Abstract from Science
Transition metal complexes catalyze many important reactions that are employed in medicine, materials science, and energy production. Although high-throughput methods for the discovery of catalysts that would mirror related approaches for the discovery of medicinally active compounds have been the focus of much attention, these methods have not been sufficiently general or accessible to typical synthetic laboratories to be adopted widely. We report a method to evaluate a broad range of catalysts for potential coupling reactions with the use of simple laboratory equipment. Specifically, we screen an array of catalysts and ligands with a diverse mixture of substrates and then use mass spectrometry to identify reaction products that, by design, exceed the mass of any single substrate. With this method, we discovered a copper-catalyzed alkyne hydroamination and two nickel-catalyzed hydroarylation reactions, each of which displays excellent functional-group tolerance.

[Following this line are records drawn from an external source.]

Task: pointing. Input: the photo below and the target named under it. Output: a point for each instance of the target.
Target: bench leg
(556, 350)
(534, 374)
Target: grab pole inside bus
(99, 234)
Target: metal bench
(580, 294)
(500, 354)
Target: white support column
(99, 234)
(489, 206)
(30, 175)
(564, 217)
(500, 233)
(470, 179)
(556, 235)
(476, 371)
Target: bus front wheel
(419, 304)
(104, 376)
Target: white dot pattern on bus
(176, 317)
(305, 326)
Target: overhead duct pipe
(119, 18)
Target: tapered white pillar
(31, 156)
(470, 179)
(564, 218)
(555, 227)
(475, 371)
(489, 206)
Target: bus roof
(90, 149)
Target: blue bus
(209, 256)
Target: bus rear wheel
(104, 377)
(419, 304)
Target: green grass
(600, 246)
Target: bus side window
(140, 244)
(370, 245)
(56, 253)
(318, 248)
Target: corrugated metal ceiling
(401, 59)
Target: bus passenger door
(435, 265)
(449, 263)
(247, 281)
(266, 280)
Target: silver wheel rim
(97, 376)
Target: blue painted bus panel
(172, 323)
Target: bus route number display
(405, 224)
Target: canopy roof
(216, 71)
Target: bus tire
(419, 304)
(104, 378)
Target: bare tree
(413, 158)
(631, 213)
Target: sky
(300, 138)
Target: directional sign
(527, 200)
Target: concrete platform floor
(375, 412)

Testing combinations of reactants and candidate catalysts with the aim of discovering a new reaction or a more optimal catalyst has been done over the past decades in both academic and industrial settings. Almost invariably this process has required the use of robotic liquid dispensing equipment (to accommodate the large number of individual samples involved in the scheme) and/or the application of complicated deconvolution steps. To make such matrix testing easily adoptable by any typical organic synthesis laboratory, Robbins and Hartwig present a dramatically simplified workflow: candidate substrates, ligands, and catalysts are mixed by simple pipetting into a 96-well plate and the outcome of the matrix test is determined by a simple mass spectrometry analysis of a small fraction of the samples on the plate.
The authors achieve this by testing a pool of substrates dispensed in each reaction well and combining them with one individual ligand per column and one catalyst candidate per row; thus, in the proof-of-principle experiments, a pool of 17 substrates was tested against 12 ligands and eight metal catalysts (Figure 1), resulting in over 50,000 possible combinations.

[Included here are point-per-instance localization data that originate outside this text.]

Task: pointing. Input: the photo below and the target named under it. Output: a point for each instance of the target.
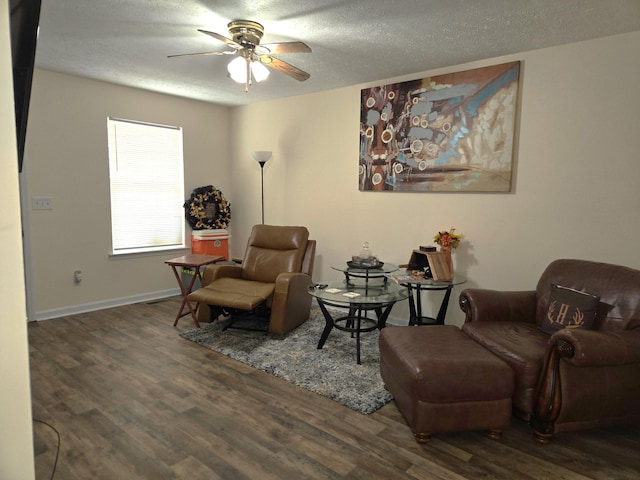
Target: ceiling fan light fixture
(259, 71)
(237, 69)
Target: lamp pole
(262, 157)
(262, 162)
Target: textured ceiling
(359, 41)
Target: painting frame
(452, 132)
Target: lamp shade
(261, 156)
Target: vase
(446, 250)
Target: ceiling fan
(251, 57)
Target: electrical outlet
(42, 203)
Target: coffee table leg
(328, 326)
(442, 313)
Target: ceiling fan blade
(287, 47)
(226, 52)
(222, 38)
(284, 67)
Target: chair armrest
(480, 304)
(215, 271)
(291, 302)
(599, 348)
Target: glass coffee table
(357, 297)
(365, 273)
(416, 286)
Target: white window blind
(147, 186)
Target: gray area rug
(331, 371)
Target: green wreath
(207, 209)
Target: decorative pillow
(569, 308)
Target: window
(147, 186)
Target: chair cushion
(521, 345)
(233, 293)
(272, 250)
(569, 308)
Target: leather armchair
(274, 276)
(575, 378)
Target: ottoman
(443, 381)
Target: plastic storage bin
(210, 242)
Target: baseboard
(115, 302)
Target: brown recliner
(574, 378)
(274, 275)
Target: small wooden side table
(190, 261)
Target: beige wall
(575, 189)
(67, 159)
(16, 440)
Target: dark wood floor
(132, 400)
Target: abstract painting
(446, 133)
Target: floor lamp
(262, 157)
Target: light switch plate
(42, 203)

During the initial phase of the deconvolution, a total of 20 samples were tested by gas chromatography–mass spectroscopy (GC-MS) and electrospray ionization mass spectrometry (ESI-MS), the two techniques being used in order to capture both potential polar and nonpolar reaction products. The initial 20 samples corresponded to eight mixtures of aliquots from each row and 12 mixtures representing the 12 columns. The appearance of novel mass peaks from any of these 20 samples was flagged as a successful reaction. Further deconvolution involved judicious binary splitting of the reactants into smaller subsets and testing the simplified reaction pools (Figure 2).
Using this strategy, the authors ended up conducting only an additional 10 reactions followed by the corresponding GC-MS and ESI-MS analyses. The study is particularly noteworthy because it not only provides proof-of-principle results to support the simplified matrix testing and deconvolution strategy but also shows novel reactions with unexpected stereochemistry outcome. Additionally, new catalysts based on the more abundant and significantly cheaper earth-abundant metals such as nickel and manganese were identified.